BEIRUT (AFP) – Lebanon’s fractious leaders are seeking to overcome the nation’s high-stakes political crisis after violence between government and opposition supporters sparked fears of a return to civil war.
Political sources said Saturday that Nabih Berri, the Shiite Muslim speaker of the Lebanese parliament, had engaged in telephone talks with Fuad Siniora, the Sunni Muslim prime minister, and Druze leader Walid Jumblatt, a key supporter of Siniora’s embattled government.
“We’re at a crossroads,” a close adviser to Berri told AFP on Saturday.
“If those in power continue to reject all solutions that would satisfy all sides, there will be a third round of violence, and then no one would be able to halt a slide to civil war.”
Meanwhile, the Sunni parliamentary majority leader Saad Hariri, a staunch opponent of Syrian involvement in Lebanon, said he was ready to meet Hassan Nasrallah, who heads the Syrian- and Iranian-backed Shiite opposition group Hezbollah.
“There is no other choice but to return to dialogue,” Hariri said.
Saudi Arabia’s ambassador to Lebanon, Abdul Aziz Khoja, meanwhile met separately Saturday with Siniora and Berri, who have not met face-to-face since November when six opposition ministers — five Shiites and an allied Christian — quit Siniora’s cabinet, triggering the current crisis.
“It is time for the Lebanese to unite and save the country,” the diplomat said afterwards.

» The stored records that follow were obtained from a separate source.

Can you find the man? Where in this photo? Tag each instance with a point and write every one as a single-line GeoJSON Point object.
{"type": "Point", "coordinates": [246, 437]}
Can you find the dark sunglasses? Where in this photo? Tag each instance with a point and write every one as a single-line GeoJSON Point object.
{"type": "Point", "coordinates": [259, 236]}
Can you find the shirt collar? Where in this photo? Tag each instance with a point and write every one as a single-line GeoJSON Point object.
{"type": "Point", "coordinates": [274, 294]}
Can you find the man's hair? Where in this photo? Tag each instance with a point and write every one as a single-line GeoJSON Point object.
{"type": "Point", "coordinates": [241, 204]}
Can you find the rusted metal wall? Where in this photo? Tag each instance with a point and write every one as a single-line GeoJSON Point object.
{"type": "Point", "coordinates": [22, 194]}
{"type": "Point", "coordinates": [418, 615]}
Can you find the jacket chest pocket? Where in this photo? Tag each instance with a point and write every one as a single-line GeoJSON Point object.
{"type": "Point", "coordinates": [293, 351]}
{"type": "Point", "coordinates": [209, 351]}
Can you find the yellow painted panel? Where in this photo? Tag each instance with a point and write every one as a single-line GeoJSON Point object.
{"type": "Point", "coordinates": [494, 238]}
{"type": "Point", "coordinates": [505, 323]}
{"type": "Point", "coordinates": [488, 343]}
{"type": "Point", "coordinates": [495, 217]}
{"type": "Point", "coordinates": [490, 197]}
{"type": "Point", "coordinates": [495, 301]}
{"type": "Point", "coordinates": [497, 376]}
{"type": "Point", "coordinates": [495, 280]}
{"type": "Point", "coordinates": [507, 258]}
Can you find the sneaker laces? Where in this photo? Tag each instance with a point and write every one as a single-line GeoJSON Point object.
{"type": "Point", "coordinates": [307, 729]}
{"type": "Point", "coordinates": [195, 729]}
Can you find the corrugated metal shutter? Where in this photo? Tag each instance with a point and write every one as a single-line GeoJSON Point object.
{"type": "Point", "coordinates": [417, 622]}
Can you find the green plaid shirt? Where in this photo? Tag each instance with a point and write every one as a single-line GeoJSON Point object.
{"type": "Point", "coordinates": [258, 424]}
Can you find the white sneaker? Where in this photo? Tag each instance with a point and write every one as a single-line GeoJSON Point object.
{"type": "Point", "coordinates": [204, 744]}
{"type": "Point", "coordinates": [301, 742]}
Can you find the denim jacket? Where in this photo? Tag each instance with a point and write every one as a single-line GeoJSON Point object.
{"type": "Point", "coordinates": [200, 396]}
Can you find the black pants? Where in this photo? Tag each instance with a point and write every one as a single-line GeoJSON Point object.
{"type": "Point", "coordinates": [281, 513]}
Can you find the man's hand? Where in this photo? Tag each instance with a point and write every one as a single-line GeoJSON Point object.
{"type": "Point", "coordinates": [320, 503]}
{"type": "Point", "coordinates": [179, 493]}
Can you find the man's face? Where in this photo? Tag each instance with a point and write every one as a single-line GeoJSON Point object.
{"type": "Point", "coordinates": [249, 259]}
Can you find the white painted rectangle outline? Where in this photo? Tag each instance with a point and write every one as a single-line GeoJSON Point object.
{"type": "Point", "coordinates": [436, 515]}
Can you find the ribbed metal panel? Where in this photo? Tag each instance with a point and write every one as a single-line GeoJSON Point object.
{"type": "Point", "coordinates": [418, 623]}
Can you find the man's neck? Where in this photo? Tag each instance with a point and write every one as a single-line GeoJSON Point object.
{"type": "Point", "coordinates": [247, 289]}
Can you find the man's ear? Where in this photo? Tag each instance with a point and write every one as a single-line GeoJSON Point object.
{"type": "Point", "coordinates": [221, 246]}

Fears of a return to events seen during Lebanon’s devastating 1975-90 civil war resurfaced when a general strike Tuesday — called by Hezbollah to force Siniora’s government to resign — brought the nation to a standstill and, in some places, turned violent with three killed.
Trouble flared anew Thursday when riots between Sunni and Shiites in south Beirut erupted, leaving four dead and 152 injured, and prompting the Lebanese army to impose an overnight curfew for the first time in a decade.
Gunmen were seen on rooftops for the first time in years and masked men demanded identity papers at roadblocks, as hard-pressed government troops struggled to keep the pro- and anti-government camps apart.
Siniora — whose government enjoys US, European and Saudi support — was in Paris when the riots broke out, securing 7.6 billion dollars (6.1 billion euros) in international aid to keep Lebanon’s fragile economy intact after last year’s crippling 34-day war between Israel and Hezbollah fighters.
In downtown Beirut, meanwhile, a Hezbollah-led sit-in outside the prime minister’s office entered its 58th day Saturday, demanding that Siniora make way for a national unity government — with veto powers for the opposition.
The education ministry announced that schools and universities, closed since Thursday, would not reopen before Wednesday, or after the end of Ashura, the Shiite period of remembrance for the slain 7th century Imam Hussein.
Iran, Hezbollah’s principal backer, and its regional rival Saudi Arabia, which supports Siniora’s government, held a series of contacts this week on what Iranian state television called “the critical situation in Lebanon.”
Political analyst and law professor Sami Salhab said all-out war hinges on sectarian leaders taking the fateful decision to go that far — which Hezbollah in particular is unlikely to do without Iran’s green light.
“This is the ideal moment for political leaders, especially those in the opposition who are unable to withdraw (their supporters) from the streets, to instruct their people to step back in favour of dialogue.”